И я выбираю молчание. Молчание – моя единственная защита. Не говорить об этом, не вспоминать, не думать ни секунды – только так можно закончить это раз и навсегда. Не продлевать жизнь, дать костру погаснуть. Только так. Никакой воды не найдётся, чтобы его залить, но рано или поздно именно так он и затухнет – в безмолвии.
Филипп считает, что роль защитника теперь (особенно теперь) на нём, и что качественная защита не ограничивается поглаживаниями по спине, горячими ужинами и свежими простынями. Качественная защита требует информации, а я всё упрямлюсь, цежу её микродозами, отказываюсь обсуждать, как я оказалась у его порога и что я делала до этого. Почему в моих глазах было сплошное безумие, почему я не могла вымолвить ни слова, почему у меня до крови была расцарапана грудь. Почему я лежала, не шевелясь, с открытыми глазами, не мигая пялясь в стену. Так много «почему», но я не хочу погружаться в подробности. Поэтому Филипп додумывает всё сам, и в целом он недалёк от истины. Со мной произошло кое-что ужасное, и это нанесло мне непоправимую психологическую травму.

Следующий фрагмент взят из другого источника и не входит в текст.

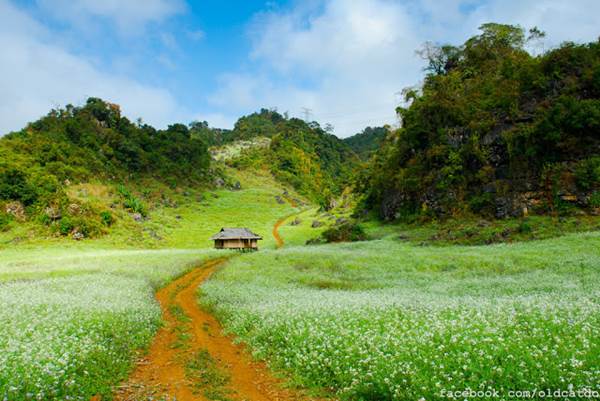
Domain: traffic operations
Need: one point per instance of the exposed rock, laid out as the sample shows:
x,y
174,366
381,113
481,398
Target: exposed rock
x,y
16,210
53,213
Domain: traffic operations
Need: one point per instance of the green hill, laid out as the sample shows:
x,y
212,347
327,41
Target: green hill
x,y
367,142
494,131
317,164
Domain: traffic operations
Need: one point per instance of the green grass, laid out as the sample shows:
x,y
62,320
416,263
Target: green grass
x,y
387,320
72,319
473,231
183,218
295,235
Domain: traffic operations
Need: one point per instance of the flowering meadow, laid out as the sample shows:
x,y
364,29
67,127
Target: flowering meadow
x,y
70,319
385,320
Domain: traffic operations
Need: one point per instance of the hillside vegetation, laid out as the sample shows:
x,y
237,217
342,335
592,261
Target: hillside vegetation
x,y
367,142
90,143
314,162
494,131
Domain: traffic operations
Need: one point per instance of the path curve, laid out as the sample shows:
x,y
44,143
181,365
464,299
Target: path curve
x,y
279,242
163,371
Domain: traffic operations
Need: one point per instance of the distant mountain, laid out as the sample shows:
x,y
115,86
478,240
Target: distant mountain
x,y
317,164
494,131
365,143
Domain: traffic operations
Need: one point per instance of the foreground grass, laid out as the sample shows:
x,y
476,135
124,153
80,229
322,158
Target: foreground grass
x,y
71,323
384,320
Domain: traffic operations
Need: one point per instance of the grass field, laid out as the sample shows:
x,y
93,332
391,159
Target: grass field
x,y
387,320
72,319
73,313
186,220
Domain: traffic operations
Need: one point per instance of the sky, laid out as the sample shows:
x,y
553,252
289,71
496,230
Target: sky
x,y
177,61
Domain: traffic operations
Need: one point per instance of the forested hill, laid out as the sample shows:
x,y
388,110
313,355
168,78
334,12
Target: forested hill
x,y
494,131
94,142
315,162
367,142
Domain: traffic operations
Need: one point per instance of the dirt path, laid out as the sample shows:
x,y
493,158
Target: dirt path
x,y
190,359
278,240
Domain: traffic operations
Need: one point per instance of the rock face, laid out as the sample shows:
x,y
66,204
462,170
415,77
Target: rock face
x,y
514,194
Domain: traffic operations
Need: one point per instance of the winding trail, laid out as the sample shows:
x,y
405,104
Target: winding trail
x,y
189,331
162,373
278,240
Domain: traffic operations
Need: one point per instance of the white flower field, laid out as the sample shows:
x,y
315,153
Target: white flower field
x,y
386,321
72,319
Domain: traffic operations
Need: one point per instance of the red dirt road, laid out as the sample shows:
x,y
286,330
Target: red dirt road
x,y
162,373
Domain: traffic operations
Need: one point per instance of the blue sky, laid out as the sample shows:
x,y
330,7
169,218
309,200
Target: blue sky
x,y
170,61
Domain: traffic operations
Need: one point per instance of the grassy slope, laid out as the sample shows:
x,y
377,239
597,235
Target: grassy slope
x,y
390,320
86,306
197,215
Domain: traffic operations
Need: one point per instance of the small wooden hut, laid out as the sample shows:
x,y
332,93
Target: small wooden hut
x,y
236,238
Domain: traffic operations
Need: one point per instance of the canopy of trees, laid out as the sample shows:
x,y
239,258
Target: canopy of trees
x,y
365,143
93,142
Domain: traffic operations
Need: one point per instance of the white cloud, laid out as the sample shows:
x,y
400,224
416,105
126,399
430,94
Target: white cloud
x,y
36,75
130,16
347,59
196,35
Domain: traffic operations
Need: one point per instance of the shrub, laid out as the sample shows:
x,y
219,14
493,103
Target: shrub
x,y
595,199
587,173
5,220
524,227
347,232
131,202
14,186
107,218
65,225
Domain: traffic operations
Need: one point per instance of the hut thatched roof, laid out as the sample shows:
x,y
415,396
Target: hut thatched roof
x,y
235,233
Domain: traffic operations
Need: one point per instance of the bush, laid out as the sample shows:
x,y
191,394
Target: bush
x,y
587,173
5,220
107,218
14,186
347,232
595,199
65,225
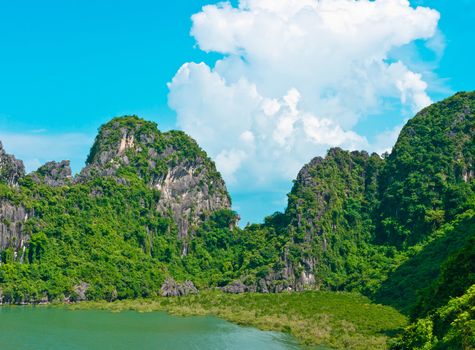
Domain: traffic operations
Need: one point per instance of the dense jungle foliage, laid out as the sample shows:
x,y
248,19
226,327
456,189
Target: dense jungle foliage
x,y
398,228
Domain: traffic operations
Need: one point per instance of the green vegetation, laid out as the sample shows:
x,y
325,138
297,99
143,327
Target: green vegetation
x,y
341,320
449,327
398,228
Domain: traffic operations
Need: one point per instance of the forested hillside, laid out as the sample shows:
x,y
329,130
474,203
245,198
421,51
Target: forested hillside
x,y
150,208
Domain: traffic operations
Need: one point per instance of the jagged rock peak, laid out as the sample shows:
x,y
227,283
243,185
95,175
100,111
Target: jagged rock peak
x,y
54,174
172,162
11,169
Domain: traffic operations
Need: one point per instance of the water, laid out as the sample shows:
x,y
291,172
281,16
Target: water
x,y
42,328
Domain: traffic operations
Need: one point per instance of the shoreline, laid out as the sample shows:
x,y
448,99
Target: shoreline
x,y
335,320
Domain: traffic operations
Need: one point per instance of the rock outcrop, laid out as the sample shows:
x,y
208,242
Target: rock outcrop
x,y
190,186
171,288
54,174
11,169
12,227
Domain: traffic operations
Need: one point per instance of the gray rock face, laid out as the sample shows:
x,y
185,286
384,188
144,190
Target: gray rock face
x,y
236,287
54,174
11,169
186,195
12,233
171,162
171,288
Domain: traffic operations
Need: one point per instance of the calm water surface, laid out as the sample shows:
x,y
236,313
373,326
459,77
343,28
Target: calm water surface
x,y
41,328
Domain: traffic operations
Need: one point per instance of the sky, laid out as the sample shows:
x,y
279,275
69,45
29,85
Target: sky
x,y
263,85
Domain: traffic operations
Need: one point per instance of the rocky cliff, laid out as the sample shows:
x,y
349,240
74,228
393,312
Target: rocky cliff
x,y
329,217
11,169
54,174
12,227
12,216
190,186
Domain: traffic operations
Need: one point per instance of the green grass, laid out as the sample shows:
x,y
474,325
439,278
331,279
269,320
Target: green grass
x,y
338,320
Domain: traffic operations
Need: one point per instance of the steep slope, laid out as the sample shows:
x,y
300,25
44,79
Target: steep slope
x,y
119,229
429,175
13,213
171,162
11,169
330,215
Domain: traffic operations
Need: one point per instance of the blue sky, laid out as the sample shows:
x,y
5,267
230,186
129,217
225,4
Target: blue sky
x,y
68,66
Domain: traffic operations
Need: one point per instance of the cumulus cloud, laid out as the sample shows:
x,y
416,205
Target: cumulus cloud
x,y
37,147
295,78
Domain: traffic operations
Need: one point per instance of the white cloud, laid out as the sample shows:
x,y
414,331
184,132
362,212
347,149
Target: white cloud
x,y
296,76
36,147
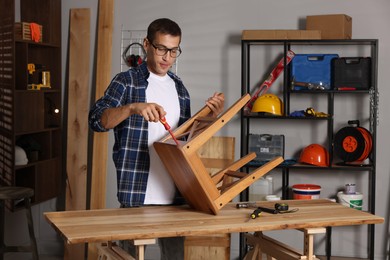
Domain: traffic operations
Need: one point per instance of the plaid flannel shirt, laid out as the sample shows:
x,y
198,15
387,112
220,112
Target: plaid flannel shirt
x,y
130,151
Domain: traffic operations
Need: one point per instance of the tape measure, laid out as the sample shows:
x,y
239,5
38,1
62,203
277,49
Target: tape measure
x,y
353,143
281,206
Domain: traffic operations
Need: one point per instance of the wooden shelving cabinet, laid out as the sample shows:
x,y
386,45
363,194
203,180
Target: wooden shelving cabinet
x,y
319,130
27,117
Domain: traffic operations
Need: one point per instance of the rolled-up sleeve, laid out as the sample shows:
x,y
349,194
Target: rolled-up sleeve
x,y
113,97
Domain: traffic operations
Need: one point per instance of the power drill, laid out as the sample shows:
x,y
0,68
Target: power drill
x,y
34,78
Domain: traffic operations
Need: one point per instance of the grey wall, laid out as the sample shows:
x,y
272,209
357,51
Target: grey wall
x,y
211,62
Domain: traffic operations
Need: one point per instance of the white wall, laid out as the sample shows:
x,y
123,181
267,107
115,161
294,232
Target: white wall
x,y
211,62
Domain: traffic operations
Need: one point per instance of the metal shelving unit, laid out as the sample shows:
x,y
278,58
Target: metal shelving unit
x,y
329,95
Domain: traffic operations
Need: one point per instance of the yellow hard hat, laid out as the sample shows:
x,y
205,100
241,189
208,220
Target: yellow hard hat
x,y
268,103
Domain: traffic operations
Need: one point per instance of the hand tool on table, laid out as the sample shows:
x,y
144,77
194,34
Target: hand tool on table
x,y
256,213
168,128
246,205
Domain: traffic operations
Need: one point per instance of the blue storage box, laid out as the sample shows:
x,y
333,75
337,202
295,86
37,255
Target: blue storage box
x,y
266,146
312,68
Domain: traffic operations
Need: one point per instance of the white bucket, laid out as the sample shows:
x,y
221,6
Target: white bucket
x,y
354,201
306,191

Но, чёрт возьми, она у меня не первая.
А если я начну говорить, то и не последняя.
5
Оказавшись в другом крыле, они увидели несколько дверей. Две были открыты, одна заперта. Кристи направилась в открытую комнату, остальные последовали за ней.

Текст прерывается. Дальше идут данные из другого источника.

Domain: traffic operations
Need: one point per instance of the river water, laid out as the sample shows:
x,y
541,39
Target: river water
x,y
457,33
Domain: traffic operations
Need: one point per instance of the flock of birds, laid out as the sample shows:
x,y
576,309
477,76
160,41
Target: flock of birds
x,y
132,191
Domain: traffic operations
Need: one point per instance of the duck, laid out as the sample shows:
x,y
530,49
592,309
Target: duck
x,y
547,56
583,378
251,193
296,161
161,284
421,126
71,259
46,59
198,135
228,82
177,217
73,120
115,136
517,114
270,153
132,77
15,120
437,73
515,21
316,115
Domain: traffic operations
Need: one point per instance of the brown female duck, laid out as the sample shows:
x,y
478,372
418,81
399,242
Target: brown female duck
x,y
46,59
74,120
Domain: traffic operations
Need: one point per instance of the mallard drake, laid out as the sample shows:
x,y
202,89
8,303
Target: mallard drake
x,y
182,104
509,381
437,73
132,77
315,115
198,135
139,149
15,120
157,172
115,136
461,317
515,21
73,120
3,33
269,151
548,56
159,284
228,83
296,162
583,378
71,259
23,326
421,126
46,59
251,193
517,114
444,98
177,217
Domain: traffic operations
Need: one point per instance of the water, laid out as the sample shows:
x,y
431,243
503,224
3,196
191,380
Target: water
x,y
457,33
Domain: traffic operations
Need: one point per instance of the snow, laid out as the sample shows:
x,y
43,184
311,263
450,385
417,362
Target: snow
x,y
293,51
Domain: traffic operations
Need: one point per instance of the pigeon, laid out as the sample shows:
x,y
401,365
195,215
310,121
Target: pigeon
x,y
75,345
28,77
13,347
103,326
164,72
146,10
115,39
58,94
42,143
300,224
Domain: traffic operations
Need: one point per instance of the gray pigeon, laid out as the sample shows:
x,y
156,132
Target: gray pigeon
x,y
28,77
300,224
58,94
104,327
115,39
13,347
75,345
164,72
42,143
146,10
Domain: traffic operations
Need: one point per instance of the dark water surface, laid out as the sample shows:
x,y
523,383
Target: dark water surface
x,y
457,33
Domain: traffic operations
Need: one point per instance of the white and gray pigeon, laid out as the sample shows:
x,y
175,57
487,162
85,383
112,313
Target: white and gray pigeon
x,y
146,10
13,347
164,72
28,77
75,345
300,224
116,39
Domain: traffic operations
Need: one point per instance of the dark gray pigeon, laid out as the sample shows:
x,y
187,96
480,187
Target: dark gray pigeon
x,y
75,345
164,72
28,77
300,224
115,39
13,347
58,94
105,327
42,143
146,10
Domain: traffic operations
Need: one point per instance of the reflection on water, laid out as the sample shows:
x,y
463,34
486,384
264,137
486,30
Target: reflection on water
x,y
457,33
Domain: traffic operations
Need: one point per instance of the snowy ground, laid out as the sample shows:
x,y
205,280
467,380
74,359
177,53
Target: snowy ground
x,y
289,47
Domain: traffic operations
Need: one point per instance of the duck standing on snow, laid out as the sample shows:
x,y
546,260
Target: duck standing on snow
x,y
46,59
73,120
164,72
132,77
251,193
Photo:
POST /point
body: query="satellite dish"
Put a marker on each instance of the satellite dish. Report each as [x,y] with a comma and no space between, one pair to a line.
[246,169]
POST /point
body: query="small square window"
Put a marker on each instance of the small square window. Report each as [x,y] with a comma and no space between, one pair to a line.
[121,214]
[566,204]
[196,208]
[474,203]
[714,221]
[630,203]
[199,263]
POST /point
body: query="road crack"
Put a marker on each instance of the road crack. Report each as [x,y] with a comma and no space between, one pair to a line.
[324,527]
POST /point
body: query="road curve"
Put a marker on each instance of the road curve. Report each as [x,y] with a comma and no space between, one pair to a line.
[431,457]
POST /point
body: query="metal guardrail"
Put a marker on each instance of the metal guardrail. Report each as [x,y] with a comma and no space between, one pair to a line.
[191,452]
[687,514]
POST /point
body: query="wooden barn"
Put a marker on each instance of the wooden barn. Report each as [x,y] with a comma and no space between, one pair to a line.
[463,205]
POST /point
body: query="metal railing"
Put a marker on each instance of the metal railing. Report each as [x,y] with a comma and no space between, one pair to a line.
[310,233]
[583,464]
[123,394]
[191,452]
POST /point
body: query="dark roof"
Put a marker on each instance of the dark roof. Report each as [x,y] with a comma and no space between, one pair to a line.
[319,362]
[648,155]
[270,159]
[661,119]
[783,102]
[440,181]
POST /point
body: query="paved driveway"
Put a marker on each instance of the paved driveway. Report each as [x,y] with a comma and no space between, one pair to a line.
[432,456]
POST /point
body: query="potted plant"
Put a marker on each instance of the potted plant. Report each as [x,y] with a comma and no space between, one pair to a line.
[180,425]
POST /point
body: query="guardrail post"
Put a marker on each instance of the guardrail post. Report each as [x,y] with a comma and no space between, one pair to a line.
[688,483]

Помещение было больше того, в котором они нашли первый игровой предмет. Метров пятьдесят заброшенной тишины, удивительной мертвости, несмотря на остатки обстановки. Прямо по центру, среди ошмётков штукатурки, клочьями свисавшей с потолка и стен, кое-где украшавшей пол, валялась разноцветная новогодняя гирлянда – видимо, сорвалась с висевшей лампы. Праздник закончился навсегда.
Назначение помещения было неясным – посовещавшись, игроки решили, что, возможно, раньше это было чем-то вроде гостиной – или как там называются такие места в психушках?

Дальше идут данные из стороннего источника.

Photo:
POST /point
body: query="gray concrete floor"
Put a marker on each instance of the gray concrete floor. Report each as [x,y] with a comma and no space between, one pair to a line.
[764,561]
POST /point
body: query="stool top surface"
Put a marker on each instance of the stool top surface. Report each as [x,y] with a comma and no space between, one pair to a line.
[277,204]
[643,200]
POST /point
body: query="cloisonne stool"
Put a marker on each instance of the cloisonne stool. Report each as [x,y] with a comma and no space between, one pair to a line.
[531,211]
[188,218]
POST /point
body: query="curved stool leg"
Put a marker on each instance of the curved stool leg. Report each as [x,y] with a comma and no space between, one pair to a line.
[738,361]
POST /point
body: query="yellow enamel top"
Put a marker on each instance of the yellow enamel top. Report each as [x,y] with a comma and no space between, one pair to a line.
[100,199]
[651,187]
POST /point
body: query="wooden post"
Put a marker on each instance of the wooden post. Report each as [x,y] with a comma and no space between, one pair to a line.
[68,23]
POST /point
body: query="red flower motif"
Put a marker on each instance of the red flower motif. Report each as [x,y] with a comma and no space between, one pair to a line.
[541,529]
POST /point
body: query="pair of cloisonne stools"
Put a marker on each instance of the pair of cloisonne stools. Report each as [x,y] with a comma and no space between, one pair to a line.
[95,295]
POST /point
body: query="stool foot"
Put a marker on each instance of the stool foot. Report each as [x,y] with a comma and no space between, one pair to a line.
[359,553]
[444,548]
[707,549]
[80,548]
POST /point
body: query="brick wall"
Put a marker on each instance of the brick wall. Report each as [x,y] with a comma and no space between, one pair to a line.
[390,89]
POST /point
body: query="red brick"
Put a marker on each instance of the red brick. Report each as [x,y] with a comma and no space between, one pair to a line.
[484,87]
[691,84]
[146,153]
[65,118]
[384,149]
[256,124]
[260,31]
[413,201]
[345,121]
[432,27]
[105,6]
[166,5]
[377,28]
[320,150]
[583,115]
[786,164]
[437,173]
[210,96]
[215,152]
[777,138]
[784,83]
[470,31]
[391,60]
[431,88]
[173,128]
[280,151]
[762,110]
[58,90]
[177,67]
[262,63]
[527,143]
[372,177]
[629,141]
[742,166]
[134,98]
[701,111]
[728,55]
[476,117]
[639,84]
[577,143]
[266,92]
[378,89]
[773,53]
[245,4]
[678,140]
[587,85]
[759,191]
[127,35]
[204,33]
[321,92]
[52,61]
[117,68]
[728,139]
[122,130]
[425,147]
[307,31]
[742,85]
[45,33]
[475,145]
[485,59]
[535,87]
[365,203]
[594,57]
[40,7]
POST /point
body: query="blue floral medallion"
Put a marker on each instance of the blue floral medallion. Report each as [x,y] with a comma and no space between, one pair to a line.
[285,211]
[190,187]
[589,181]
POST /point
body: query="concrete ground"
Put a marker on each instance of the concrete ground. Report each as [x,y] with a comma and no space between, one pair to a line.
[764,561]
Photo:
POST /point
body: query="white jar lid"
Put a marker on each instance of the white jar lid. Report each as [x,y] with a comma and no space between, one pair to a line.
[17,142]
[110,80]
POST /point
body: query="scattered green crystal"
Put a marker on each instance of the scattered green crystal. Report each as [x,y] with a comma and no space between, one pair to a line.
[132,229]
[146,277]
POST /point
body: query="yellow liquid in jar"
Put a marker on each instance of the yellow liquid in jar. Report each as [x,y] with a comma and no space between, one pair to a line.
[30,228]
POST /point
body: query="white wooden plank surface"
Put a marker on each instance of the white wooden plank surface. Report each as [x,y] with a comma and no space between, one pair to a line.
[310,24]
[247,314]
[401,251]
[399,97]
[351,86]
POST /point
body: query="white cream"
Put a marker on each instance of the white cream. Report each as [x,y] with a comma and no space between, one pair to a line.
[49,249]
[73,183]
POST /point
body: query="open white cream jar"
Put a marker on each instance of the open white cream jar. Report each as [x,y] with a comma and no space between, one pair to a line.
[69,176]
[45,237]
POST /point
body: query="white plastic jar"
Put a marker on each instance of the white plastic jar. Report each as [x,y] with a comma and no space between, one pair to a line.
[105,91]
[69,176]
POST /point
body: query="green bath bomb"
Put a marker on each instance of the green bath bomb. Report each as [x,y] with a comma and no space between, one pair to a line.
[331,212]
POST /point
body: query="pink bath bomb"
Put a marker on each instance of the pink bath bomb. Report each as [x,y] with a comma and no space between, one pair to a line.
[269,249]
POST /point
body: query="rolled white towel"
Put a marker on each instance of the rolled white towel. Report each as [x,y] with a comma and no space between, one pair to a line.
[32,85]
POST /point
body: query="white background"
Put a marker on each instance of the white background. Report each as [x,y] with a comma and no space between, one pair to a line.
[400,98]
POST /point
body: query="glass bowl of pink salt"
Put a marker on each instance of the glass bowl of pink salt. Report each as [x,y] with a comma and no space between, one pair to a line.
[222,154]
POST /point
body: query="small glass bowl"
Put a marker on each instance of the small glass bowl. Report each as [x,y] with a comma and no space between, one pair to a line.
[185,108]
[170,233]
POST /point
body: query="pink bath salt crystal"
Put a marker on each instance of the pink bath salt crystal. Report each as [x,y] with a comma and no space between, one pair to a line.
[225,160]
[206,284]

– Комнатами отдыха, – сказал да Винчи.
Все посмотрели на него,
(суки)
но ничего не сказали.
(суки!)
– Вроде бы, – решил добавить он, но остальные уже переключились на осмотр помещения.
Вдоль боковых стен было расставлено штук пятнадцать кресел, некоторые кучкой, некоторые наставлены друг на друга. Кресла были разной высоты, деревянными с бирюзовой и тёмно-зелёной кожаной обивкой. Дневной свет, пробивающийся в высокие, но узкие окна с двойными рамами, заклеенные белой бумагой, выставлял напоказ жирные пятна на сером линолеуме. Кристи пощёлкала выключателем – три большие лампы дневного света не работали, пластиковый плафон одной из них был разбит. У стены с окнами стояло несколько простецких деревянных столов, на них, столешницами вниз, ещё несколько. Деревянные ножки выстроились в строгий параллельный ряд, единые линии снизу и сверху. На стене висела пустая пробковая доска и правее – картина в пластиковой рамке. Стекло треснуло точно по контуру паруса белоснежной лодки. Подписи автора не наблюдалось. Старый радиатор, естественно, был ледяным.